“I blame myself for trying to excuse my own failure on the plea that things generally have gone wrong. At times it seems to me that I'm responsible for having lost my faith in what I used to think was the right thing to do; and then again it seems as if the world were all so bad that no real good could be done in the old way, and that my faith is gone because there's nothing for it to rest on any longer. I feel that something must be done; but I don't know what.”
“It would be hard to say,” said the doctor.
She perceived that her exaltation amused him, but she was too much in earnest to care. “Then we are guilty—all guilty—till we find out and begin to do it. If the world has come to such a pass that you can't do anything but harm in it—”
“Oh, is it so bad as that?” he protested.
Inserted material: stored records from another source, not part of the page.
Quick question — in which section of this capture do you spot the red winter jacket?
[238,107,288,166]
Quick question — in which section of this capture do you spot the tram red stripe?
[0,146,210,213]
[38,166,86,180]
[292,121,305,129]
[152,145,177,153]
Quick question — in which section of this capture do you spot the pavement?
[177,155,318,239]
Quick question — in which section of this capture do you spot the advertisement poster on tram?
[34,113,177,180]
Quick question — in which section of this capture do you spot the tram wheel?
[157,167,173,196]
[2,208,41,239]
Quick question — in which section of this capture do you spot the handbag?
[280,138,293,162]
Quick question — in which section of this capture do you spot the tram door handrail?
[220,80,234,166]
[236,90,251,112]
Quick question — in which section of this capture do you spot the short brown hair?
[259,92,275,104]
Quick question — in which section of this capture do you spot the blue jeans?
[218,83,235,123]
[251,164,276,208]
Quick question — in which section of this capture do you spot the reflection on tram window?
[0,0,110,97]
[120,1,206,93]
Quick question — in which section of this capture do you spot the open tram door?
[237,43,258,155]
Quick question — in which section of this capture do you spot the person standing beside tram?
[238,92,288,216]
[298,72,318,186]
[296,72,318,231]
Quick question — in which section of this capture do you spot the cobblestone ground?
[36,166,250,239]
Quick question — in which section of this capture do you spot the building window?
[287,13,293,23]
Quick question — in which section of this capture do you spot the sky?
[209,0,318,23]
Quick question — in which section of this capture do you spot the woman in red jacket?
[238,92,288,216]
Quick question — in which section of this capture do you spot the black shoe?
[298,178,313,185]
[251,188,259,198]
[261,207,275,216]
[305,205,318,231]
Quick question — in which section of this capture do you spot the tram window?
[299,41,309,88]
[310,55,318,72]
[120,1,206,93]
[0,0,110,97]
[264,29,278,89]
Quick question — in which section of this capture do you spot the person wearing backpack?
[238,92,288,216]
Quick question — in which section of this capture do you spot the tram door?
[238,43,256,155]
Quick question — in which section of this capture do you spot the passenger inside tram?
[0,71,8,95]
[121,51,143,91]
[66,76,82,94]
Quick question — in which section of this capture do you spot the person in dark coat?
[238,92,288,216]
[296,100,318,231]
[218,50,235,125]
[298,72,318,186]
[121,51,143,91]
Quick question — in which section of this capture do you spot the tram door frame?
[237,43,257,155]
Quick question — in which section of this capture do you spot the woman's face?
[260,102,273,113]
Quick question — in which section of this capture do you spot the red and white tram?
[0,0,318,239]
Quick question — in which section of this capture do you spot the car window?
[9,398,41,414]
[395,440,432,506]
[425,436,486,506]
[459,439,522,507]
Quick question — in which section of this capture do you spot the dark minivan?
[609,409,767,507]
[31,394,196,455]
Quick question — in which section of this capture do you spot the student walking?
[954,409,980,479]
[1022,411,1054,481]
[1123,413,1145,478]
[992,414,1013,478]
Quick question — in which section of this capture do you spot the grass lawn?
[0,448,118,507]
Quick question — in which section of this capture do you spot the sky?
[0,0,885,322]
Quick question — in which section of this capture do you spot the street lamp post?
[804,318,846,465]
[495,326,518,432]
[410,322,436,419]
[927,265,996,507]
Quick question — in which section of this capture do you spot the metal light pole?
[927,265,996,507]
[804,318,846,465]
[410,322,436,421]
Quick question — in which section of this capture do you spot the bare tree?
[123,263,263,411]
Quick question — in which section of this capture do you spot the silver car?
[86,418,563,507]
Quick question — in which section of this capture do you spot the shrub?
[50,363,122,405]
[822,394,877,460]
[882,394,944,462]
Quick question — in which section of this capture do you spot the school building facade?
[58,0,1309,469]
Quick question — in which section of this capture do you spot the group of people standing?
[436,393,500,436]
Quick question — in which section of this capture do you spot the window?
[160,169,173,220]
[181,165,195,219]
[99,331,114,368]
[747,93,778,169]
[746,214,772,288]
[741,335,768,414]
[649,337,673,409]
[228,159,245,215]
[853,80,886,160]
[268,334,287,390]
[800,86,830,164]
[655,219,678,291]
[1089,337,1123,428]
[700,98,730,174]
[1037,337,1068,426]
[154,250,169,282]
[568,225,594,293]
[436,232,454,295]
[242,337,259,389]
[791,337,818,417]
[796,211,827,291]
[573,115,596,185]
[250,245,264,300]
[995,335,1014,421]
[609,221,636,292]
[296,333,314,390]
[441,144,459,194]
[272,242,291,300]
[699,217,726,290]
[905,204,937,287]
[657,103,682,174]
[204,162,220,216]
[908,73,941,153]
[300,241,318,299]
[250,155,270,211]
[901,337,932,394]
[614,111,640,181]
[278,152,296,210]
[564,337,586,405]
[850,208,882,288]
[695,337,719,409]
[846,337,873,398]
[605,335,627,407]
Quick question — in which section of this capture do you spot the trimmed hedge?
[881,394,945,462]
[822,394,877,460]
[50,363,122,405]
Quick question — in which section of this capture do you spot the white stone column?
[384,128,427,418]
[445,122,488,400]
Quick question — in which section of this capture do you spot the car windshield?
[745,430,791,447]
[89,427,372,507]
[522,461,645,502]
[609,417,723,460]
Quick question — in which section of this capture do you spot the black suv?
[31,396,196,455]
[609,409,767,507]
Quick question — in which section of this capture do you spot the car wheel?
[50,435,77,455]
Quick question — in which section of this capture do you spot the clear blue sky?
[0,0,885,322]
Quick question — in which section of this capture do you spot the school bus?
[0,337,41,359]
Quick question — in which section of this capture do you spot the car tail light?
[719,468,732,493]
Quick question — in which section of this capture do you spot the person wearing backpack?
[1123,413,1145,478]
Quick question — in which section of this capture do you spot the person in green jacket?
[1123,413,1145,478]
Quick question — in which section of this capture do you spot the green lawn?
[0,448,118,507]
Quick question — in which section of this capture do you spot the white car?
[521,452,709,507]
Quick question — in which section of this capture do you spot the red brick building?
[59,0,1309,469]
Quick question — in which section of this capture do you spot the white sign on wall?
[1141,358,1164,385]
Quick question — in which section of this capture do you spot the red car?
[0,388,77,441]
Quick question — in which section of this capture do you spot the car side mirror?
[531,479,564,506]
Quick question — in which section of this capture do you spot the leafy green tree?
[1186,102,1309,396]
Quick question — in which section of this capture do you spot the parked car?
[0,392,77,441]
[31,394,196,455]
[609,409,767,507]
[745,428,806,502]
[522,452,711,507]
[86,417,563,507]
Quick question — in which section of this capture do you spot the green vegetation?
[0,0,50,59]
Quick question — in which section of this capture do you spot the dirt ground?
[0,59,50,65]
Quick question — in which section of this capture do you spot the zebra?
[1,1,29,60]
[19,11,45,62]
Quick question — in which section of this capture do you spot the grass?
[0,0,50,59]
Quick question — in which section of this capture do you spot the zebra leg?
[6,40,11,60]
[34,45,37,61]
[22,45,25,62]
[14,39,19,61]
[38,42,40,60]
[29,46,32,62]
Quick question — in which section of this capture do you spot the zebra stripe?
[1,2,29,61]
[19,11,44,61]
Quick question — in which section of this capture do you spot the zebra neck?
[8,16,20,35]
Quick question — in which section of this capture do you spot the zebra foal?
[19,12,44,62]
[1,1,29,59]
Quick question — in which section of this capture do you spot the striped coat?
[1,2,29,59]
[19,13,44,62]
“It's quite as bad,” she insisted. “Just see what mischief I've done since I came back to Hatboro'. I took hold of that miserable Social Union because I was outside of all the life about me, and it seemed my only chance of getting into it; and I've done more harm by it in one summer than I could undo in a lifetime. Just think of poor Mr. Brandreth's love affair with Miss Chapley broken off, and Lyra's lamentable triumph over Miss Northwick, and Mrs. Munger's duplicity, and Ralph's escapade—all because I wanted to do good!”
A note of exaggeration had begun to prevail in her self-upbraiding, which was real enough, and the time came for him to suggest, “I think you're a little morbid, Miss Kilburn.”
“Morbid! Of course I am! But that doesn't alter the fact that everything is wrong, does it?”
“Everything!”
“Why, you don't pretend yourself, do you, that everything is right?”
“A true American ought to do so, oughtn't he?” teased the doctor. “One mustn't be a bad citizen.”